If you know you need / want to transform your newsagency and your business data is not in good shape, there are steps you can take on the shop floor to drive change in the business.
In my experience, businesses often in this situation often have a traditional shop floor layout.
The advice I provide below is all about disrupting what you have as I have found this can help retailers see what they could see. It’s radical and rough, designed to seriously change things up in the business.
It is important to know that whatever you do is forever. Make these moves, watch, learn and adjust. Shops needs to be continuously evolving.
First: the old newspaper and magazine unit
If you have a traditional magazine fixture running down the business of the business with newspapers on the front facing shoppers and they enter the business: take all the stock off and rip it out. Don’t overthink it, rip it out.
This is prime retail space you should be using for products with 50% gross profit and more. Giving this space to products from which you make 25% GP and less is a bad business move.
Rip the whole unit out.
Now, using low cost basic everyday shelving, put your magazines on the back wall of the shop. What ever was in that spot needs to go somewhere else.
Basic strip shelving with brackets that hold the shelves will suffice.
Put your newspapers below, on a bottom flat shelf.
If you’ve ben putting out newspaper or magazine posters, stop. They do not increase sales.

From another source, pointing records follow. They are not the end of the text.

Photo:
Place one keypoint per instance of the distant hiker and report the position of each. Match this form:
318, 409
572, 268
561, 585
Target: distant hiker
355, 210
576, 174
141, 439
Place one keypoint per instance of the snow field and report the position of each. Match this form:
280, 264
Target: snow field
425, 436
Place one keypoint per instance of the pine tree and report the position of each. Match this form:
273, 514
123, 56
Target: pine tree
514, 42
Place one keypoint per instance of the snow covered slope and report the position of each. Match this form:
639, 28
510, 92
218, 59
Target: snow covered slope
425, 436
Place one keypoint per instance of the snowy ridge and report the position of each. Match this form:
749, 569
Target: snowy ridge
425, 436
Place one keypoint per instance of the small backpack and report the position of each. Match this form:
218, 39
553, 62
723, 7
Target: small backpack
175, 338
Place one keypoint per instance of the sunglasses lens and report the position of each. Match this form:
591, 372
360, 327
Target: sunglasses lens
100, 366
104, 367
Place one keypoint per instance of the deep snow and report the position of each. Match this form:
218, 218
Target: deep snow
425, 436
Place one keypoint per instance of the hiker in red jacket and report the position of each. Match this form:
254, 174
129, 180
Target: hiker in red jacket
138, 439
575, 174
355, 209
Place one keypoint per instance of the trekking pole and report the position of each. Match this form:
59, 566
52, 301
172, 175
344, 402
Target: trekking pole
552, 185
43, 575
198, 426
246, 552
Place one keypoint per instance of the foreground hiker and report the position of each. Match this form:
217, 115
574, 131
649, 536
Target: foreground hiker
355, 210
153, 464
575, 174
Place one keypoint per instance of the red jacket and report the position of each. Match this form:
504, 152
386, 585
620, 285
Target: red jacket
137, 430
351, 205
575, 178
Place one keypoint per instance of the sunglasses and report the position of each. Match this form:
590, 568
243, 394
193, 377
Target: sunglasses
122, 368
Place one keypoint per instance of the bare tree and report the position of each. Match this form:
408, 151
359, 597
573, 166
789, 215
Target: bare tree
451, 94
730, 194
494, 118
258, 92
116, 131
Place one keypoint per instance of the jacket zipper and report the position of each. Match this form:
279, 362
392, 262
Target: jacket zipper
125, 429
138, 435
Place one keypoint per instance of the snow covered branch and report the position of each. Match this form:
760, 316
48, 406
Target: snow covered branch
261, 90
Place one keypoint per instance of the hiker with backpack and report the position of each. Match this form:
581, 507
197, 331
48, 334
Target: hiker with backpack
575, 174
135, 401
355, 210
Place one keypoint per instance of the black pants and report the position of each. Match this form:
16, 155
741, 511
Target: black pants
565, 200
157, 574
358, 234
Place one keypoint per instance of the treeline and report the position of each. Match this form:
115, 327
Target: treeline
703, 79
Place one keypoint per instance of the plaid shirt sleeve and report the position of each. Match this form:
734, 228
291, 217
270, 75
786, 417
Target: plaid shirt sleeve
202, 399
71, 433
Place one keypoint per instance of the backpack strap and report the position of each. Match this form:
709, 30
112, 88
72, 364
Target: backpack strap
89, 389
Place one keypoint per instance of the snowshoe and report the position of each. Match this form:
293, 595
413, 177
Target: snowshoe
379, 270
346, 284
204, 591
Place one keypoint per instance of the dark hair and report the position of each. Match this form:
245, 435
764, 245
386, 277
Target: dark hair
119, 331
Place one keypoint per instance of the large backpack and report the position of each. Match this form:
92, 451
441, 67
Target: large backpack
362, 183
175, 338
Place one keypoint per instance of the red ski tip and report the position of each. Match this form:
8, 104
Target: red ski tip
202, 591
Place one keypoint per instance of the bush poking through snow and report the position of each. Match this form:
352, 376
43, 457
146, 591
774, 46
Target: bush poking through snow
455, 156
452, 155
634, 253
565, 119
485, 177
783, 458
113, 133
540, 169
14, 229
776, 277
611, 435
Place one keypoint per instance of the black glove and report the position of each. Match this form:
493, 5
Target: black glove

Second: fill the freed up space.
Grab a couple of old tables, or some old wooden boxes. Create display places on the shop floor and on each tell a product category story. Bring products to this part of the shop that people might otherwise not have seen.
If you don’t have tables, look at a local op. shop, in your garage or somewhere like Amart. Spend as little as possible.
Resist using spinners here in this recovered space.
Choose products you are proud to offer.
Be sure to include products you are certain would not work for your customers – it’s important you do this to figure out what you don’t know about your customers.
Be prepared to change the displays within a week if they are not working for you.
Three: watch what happens.
The moves may be a bust. It’s okay if they are, make more changes and keep doing so until you see a good result.
You may see some early success. If you do, lean into that, do more.
If your business is that traditional that it has an old magazine and newspaper unit running down the middle of the shop, I suspect you will experience good news for that’s what I have seen in every business I have seen try it.
Have fun.
One newsagent I know who made these moves hosted a Saturday afternoon sausage sizzle so people would watch as they used a chain saw to exorcise the old magazine unit from the shop.
The key point of this first move is to disrupt your view of the business. Sure, the shop floor will be disrupted. You need to be disrupted more and that’s why you need to do something radical that you are likely to want to resist. The suggested changes could do more for you personally than the business itself.